Il écrivit à Céleste Narin, à Mersey. Au bout d’un an, la lettre lui revint avec la mention : « Destinataire inconnue. »

Son amie était-elle morte ? Il ne pouvait croire qu’elle l’eût abandonné, oublié, qu’elle lui refusât cette suprême consolation du prisonnier : une lettre ! Peut-être lui écrivait-elle et l’Administration pénitentiaire ne laissait-elle point parvenir ses missives : Céleste n’était pas la parente de Galfe ; aux yeux de la loi, elle n’était que sa concubine !

Au lendemain de sa condamnation, il eût pu l’épouser. Céleste, au premier mot de Galfe, eût fait tout ce qu’il eût voulu. Mais elle savait l’éloignement de son amant pour l’union légale et, dût-elle en souffrir, elle ne lui aurait jamais proposé une infidélité à ses idées.

Lui, de son côté, non plus par répugnance théorique, mais par sentiment de la situation, ne voulant pas enchaîner irrémédiablement la vie de ce jeune être à sa vie de forçat, avait stoïquement repoussé cette pensée de mariage. Qui sait si Céleste, qui avait alors seize ans, n’eût pas, quelque jour, déploré d’être la femme d’un condamné ?
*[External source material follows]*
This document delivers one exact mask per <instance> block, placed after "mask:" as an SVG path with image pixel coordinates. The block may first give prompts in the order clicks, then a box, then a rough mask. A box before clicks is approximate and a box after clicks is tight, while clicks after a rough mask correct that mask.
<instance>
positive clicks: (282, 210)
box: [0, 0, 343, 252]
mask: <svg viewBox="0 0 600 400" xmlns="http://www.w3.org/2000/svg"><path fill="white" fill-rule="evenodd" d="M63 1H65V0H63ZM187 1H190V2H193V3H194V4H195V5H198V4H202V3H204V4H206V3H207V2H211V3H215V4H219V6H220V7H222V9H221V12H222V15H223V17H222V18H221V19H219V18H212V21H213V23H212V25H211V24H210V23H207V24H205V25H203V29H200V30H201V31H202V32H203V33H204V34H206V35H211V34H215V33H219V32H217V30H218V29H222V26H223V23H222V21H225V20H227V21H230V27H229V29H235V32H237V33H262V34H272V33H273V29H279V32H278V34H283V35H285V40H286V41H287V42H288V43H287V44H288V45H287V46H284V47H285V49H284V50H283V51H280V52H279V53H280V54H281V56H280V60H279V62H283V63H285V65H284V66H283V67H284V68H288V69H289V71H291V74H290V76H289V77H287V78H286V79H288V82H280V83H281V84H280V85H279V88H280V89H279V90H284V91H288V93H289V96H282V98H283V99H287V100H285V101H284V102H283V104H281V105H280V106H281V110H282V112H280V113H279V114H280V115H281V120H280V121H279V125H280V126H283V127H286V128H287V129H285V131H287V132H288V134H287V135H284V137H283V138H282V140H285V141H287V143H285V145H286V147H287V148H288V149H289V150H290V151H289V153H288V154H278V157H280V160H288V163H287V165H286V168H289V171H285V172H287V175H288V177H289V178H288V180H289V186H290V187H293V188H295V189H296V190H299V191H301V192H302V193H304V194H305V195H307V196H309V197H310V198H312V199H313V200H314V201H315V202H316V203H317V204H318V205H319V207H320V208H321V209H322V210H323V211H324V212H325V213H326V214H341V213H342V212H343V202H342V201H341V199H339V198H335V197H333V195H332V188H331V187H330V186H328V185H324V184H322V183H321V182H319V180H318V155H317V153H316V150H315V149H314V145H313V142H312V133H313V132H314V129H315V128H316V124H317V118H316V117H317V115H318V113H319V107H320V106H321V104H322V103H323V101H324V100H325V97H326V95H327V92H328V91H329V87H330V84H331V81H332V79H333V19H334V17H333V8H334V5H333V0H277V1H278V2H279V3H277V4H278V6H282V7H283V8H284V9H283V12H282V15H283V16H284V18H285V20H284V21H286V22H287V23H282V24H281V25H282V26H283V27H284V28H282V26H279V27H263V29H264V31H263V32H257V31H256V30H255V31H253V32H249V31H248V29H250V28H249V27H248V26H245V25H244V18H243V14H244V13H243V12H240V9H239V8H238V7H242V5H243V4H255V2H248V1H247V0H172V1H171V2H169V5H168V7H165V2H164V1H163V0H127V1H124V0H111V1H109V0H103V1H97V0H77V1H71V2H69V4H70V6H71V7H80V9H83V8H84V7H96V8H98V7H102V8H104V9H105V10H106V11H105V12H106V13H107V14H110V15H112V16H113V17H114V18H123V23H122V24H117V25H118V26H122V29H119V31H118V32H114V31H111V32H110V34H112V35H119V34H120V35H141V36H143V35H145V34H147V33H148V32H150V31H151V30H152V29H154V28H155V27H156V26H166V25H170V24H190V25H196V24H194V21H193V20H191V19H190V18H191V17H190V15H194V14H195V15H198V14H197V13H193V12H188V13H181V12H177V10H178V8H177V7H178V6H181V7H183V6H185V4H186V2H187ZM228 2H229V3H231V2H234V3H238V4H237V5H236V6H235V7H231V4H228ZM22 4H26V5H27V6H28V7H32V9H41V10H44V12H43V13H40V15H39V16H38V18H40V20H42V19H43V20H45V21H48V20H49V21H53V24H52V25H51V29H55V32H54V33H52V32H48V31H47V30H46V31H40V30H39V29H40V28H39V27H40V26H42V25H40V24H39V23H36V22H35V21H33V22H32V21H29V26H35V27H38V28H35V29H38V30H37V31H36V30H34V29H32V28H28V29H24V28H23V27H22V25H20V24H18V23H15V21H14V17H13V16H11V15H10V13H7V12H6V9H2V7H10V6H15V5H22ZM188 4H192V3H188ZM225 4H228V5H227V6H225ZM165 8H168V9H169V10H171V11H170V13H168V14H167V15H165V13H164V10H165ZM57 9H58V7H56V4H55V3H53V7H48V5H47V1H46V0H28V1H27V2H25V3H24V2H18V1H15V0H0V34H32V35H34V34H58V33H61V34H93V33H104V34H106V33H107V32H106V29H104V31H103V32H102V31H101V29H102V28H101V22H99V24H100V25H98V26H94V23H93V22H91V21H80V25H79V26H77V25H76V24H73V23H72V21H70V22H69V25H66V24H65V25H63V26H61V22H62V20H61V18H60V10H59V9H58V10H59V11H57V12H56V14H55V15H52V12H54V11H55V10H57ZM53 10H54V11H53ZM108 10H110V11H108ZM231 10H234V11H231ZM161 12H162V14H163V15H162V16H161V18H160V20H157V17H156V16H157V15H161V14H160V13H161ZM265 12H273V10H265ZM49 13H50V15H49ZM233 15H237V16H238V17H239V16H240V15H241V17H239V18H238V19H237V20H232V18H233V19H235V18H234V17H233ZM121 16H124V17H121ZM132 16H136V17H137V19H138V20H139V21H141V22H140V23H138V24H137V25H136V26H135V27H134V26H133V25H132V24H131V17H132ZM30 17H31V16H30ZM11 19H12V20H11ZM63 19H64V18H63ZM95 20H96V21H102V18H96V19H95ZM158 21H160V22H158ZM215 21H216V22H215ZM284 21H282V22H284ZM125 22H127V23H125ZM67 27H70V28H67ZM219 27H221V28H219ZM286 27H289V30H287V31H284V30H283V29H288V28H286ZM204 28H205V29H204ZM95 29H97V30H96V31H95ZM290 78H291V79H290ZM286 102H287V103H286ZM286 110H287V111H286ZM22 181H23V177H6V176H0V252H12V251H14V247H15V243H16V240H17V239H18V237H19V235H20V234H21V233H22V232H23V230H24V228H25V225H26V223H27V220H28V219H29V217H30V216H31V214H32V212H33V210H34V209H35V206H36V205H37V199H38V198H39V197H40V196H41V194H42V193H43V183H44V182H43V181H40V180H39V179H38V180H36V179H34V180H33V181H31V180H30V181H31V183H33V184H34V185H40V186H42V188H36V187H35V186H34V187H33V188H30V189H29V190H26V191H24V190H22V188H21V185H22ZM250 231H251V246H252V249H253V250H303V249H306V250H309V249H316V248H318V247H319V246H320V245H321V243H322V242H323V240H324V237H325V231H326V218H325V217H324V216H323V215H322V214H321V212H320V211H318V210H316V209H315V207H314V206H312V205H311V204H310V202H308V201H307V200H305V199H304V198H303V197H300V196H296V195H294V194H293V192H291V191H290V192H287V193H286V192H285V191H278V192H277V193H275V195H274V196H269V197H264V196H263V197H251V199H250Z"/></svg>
On lui avait assuré, d’ailleurs, que l’inflexible règle étant tombée en désuétude, il pourrait quand même correspondre une fois par mois avec celle qui avait été sa compagne. Mais dans le régime pénitentiaire, la véritable, la seule règle, c’est le bon plaisir et, depuis le jour où il était devenu forçat, Galfe n’avait plus jamais eu de nouvelles de Céleste.

Ainsi, dans le veuvage du cœur et l’amertume sans espoir, s’écoulait au bagne cette jeune existence brisée.

Devenu le no 3211, Galfe était demeuré un an à l’île Nou ; puis, promu à la quatrième classe, il était parti en détachement pour le Diahot. Pendant trois ans, il travailla à l’extraction du cuivre de la mine de Balade, méditant parfois sur l’ironie du sort qui lui faisait, aux antipodes, retrouver son ancien métier. N’avait-il pas été forçat de Chamot avant de devenir forçat de l’État ?

Puis les travaux ayant pris fin par suite de l’épuisement des filons, Galfe fut renvoyé à l’île Nou.

Six mois après son retour à l’île Nou, Galfe fut envoyé à Canala, puis à Houaïlou, puis à Oubatche, d’où il fut dirigé sur les montagnes de la chaîne centrale, aux flancs desquelles on traçait des routes.

Il était dans la colonie depuis dix ans, transporté de la troisième classe, lorsque, au camp de Kouêta, il se trouva en présence de Bernin.